Oltre 9 milioni di tonnellate di produzione ortofrutticola e 2 milioni di export, fanno della Colombia un Paese di grandi potenzialità dove approfondire opportunità di business tra le Pmi emiliano-romagnole del comparto macchine agricole e post raccolta con controparti locali.

La Colombia ha bisogno di tecnologia e l’Italia può essere il partner ideale, in quanto leader nel settore. Su queste basi, con l’obiettivo di creare una forte connessione nel settore della meccanica agricola è nato il progetto “Colombia Atracción” supporto alla promozione commerciale delle PMI emiliano-romagnole della filiera della meccanica agricola e post raccolta, sviluppato e promosso da Unioncamere Emilia-Romagna in collaborazione con il Sistema camerale e il co-finanziamento della Regione. Si tratta di una iniziativa articolata in distinte fasi operative per accompagnare le imprese emiliano-romagnole a sviluppare contatti e visibilità sul promettente mercato colombiano.

 

A Bologna, nella sede di Unioncamere Emilia-Romagna si è svolta una giornata di approfondimento con successivi incontri d’affari tra 11 operatori colombiani selezionati e le 12 imprese regionali partecipanti al progetto nell’ambito di una missione incoming che prosegue nei tre giorni della manifestazione Macfrut alla fiera di Rimini, in collaborazione con Cesena Fiera.

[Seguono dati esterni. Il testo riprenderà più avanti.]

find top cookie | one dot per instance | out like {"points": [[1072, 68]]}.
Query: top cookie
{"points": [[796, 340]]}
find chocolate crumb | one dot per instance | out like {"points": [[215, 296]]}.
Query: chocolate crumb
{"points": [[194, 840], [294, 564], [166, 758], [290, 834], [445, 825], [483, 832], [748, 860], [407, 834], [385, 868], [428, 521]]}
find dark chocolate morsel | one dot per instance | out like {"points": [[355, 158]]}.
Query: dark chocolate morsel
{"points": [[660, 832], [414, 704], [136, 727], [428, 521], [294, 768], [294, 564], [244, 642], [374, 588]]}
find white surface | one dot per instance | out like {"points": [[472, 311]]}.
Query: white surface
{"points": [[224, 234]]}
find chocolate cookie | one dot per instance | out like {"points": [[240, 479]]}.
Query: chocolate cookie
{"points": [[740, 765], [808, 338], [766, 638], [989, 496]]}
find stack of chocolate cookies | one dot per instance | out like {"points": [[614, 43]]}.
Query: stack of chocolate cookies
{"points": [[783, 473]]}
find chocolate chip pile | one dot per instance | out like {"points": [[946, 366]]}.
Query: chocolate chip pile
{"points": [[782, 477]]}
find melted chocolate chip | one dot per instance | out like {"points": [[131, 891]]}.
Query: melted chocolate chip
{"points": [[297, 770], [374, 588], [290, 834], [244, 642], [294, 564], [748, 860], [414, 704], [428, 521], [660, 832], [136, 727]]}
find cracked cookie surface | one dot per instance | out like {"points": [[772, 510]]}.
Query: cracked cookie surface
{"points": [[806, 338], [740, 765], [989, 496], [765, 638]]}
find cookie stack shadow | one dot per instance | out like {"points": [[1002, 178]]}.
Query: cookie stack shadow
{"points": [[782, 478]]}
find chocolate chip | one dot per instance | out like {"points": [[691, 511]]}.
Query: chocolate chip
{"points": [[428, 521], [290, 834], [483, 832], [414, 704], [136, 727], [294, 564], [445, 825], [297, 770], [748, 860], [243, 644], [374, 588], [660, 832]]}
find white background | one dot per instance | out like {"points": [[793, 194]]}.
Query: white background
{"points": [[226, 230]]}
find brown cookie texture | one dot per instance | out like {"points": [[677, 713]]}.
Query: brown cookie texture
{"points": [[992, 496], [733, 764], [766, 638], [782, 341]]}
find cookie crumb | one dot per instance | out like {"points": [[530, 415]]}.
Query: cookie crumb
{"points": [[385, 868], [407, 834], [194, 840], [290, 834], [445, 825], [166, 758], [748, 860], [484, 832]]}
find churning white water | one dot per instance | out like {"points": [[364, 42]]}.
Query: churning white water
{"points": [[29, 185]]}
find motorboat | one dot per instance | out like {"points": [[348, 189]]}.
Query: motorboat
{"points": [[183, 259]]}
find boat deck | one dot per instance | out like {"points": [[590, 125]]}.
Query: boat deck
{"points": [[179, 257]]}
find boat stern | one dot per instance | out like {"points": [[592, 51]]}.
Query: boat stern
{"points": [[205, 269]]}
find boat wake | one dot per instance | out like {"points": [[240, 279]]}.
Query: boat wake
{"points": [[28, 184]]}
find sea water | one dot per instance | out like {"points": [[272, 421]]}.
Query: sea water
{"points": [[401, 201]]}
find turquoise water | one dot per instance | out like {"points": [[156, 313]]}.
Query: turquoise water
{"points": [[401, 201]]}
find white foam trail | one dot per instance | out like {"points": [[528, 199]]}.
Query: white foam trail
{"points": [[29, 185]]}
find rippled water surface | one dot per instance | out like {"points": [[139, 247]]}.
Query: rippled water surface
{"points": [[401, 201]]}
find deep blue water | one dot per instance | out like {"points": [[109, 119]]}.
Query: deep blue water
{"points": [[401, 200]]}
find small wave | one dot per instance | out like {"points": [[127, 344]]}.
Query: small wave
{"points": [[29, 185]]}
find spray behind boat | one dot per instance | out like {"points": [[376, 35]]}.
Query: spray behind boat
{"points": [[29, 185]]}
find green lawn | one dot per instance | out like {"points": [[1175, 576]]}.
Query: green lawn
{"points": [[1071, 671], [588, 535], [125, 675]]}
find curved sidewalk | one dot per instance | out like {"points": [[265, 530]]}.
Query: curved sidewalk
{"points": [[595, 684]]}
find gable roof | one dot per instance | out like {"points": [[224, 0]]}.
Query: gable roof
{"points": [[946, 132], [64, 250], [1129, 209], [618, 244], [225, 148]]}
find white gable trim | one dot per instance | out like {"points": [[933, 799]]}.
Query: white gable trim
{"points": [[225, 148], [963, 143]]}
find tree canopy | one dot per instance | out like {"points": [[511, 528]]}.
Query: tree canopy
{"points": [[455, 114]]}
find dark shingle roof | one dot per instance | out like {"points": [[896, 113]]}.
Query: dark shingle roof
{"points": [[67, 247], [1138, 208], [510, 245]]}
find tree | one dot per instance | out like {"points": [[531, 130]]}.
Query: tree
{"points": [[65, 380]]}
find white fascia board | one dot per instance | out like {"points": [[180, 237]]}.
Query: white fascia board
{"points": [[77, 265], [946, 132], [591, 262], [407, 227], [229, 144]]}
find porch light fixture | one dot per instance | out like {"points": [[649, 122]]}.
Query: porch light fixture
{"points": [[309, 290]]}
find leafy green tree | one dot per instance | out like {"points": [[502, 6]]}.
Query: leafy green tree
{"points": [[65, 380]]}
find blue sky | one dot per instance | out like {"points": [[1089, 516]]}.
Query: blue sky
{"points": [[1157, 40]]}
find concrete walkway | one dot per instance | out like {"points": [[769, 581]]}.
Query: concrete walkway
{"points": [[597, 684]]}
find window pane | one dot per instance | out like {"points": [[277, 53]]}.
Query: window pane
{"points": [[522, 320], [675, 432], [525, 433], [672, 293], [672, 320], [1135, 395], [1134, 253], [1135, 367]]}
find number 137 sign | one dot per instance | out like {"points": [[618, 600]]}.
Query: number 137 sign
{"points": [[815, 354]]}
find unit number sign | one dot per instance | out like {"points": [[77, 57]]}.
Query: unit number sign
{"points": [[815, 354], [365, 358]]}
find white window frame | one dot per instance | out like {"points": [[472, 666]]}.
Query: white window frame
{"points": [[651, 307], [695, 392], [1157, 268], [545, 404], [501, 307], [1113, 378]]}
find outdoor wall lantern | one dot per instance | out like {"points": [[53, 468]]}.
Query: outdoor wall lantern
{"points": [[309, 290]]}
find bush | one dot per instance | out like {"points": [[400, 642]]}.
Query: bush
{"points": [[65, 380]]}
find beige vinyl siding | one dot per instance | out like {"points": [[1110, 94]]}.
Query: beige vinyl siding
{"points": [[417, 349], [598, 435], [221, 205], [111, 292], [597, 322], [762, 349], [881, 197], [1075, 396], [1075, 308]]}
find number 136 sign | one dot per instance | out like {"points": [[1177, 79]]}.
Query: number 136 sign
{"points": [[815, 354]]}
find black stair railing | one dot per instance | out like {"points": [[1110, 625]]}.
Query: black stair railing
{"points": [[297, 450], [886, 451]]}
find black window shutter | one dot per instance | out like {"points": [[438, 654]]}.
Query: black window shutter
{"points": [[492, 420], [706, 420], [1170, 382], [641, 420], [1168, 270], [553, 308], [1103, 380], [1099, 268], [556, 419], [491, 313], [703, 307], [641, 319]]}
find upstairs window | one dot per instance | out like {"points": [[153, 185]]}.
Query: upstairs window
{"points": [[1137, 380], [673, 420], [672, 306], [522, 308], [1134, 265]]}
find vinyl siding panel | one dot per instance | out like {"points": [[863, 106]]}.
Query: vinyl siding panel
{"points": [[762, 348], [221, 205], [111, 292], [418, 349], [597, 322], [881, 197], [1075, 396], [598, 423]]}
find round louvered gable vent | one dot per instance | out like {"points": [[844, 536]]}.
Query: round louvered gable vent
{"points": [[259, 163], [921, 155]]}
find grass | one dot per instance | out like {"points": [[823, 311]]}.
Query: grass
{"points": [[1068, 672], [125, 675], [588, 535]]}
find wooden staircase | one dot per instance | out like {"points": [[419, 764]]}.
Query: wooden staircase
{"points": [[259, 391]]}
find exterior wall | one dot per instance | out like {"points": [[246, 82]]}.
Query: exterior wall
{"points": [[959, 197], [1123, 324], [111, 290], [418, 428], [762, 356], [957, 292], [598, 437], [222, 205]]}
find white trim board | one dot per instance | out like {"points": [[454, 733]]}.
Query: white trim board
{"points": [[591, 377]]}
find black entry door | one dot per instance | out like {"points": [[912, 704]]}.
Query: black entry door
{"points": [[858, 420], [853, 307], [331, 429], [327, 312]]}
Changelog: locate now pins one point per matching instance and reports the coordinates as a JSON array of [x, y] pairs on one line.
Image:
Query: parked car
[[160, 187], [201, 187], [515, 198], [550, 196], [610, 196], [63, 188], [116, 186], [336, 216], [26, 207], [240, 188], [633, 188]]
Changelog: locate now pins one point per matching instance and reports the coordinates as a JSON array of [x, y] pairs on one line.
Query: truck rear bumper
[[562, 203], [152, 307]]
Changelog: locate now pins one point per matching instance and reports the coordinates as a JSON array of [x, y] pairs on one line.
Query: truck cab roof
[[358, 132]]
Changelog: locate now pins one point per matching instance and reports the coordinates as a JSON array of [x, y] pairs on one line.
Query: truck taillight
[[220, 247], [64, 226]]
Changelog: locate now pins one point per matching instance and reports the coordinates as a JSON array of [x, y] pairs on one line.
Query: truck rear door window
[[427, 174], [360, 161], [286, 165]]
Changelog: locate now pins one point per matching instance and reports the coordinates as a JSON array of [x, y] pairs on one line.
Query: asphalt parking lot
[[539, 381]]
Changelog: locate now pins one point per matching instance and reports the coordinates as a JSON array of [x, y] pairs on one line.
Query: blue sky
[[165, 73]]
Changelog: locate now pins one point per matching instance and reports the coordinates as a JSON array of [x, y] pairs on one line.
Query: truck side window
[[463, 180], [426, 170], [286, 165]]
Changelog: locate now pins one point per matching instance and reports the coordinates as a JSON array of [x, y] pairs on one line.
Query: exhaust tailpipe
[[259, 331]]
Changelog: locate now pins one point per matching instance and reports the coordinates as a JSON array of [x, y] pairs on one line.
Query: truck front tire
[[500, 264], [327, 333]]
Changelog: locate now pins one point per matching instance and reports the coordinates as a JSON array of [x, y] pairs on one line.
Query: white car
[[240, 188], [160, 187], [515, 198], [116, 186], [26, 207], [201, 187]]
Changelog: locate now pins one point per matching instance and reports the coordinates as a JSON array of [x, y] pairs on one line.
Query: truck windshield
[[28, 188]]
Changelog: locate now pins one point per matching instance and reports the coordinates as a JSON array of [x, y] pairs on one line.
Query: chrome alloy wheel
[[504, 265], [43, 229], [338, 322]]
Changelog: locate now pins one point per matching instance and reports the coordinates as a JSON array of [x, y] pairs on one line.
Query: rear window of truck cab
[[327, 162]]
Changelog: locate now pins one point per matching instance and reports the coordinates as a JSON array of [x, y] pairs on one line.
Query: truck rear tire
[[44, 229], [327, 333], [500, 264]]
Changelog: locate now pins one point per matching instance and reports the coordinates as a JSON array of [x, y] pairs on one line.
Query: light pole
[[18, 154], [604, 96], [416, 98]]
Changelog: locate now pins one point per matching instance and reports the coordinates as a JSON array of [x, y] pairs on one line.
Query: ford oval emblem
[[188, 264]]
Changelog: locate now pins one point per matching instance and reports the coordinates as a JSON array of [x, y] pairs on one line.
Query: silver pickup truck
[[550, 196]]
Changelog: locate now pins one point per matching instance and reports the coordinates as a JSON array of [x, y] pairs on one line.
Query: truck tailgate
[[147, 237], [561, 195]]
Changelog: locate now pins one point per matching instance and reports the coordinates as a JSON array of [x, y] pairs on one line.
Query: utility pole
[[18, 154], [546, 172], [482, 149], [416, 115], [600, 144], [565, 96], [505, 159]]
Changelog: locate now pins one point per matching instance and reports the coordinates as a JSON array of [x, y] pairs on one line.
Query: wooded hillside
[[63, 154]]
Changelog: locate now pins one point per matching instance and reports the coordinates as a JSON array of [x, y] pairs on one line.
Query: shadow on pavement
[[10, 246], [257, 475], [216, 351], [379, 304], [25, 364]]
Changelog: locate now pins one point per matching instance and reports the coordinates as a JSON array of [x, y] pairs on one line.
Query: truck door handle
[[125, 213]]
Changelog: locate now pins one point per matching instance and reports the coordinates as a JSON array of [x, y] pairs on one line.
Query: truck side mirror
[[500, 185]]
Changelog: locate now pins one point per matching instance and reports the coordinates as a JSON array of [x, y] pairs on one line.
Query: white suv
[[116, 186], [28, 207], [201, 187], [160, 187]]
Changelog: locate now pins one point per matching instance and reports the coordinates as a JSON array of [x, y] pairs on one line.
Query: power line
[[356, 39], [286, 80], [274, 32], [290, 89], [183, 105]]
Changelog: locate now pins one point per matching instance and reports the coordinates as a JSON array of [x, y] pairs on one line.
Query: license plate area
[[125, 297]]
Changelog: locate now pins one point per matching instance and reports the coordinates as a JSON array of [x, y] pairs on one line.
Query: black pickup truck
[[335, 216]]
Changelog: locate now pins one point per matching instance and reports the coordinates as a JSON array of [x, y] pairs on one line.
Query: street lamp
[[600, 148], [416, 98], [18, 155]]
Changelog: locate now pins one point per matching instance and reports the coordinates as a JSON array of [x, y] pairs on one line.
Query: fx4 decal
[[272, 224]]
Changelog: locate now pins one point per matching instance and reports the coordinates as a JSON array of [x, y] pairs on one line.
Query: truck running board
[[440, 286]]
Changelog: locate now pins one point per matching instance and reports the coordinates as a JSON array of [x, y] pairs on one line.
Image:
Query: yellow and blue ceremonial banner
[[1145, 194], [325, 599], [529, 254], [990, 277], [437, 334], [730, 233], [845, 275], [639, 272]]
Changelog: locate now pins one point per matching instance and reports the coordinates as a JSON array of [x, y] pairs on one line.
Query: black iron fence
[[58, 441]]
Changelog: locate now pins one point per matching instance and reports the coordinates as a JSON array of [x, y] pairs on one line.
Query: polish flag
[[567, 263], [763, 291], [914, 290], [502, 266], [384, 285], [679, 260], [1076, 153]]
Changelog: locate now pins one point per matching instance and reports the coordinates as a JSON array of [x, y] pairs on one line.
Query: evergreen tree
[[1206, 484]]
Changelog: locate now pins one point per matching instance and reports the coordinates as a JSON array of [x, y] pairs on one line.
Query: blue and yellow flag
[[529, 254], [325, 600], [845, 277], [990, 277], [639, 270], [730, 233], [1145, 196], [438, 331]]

Grazie a ben 105 zone franche, la Colombia è uno dei Paesi con il maggior numero di queste aree o magazzini dove la merce può arrivare ed esser sdoganata o successivamente di nuovo esportata verso altre destinazioni. Una grande opportunità, che si aggiunge ad agevolazioni fiscali relative a imposte su redditi e valore aggiunto (Iva) e finanziamenti per le imprese che vogliono importare prodotti della filiera. Competitivi sono i prezzi per la manodopera e l’energia.

In virtù di accordi di libero scambio con una sessantina di nazioni, la Colombia si offre come una piattaforma per un mercato potenziale di 1 milione e mezzo di consumatori.

In più oggi la Colombia è un Paese stabile, in crescita, con panorama economico e politico favorevole che si apre all’estero offrendo incentivi per imprenditori italiani che vogliono esportare macchinari agricoli.

Molto significativi i dati dell’interscambio del settore tra Emilia-Romagna e Colombia, che “pesa” quasi 3 milioni di euro con un incremento del 67% rispetto all’ultimo anno di rilevazione, e rappresenta il 48% riguardo al valore complessivo italiano.

Il progetto prevede per il prossimo mese di settembre 2019 la partecipazione collettiva alla fiera specializzata “Expo AgroFuturo” di Medellin con l’organizzazione di un evento di networking collaterale e infine interventi mirati di follow-up sui contatti avviati nel corso del progetto volti al consolidamento della nostre imprese in Colombia.

 

Le aziende emiliano-romagnole di Colombia Atracción

Partecipano al progetto 12 imprese emiliano-romagnole: le bolognesi Selvatici di San Lazzaro di Savena, Lisam di Imola e Bassi Seminatrici di Medicina, F.lli Annovi di Formigine (Modena), le ferraresi I.S.T. di Bondeno e Tifone Ambiente di Ferrara, T.R. Turoni di Forlì, Ser.Mac di Cesena, Graziani Roberto e F.lli di Mercato Saraceno, Urbinati di San Mauro Pascoli, Cma Macchine Agricole di Predappio tutte della provincia di ForlìCesena e la parmense Tropical Food Machinery di Busseto.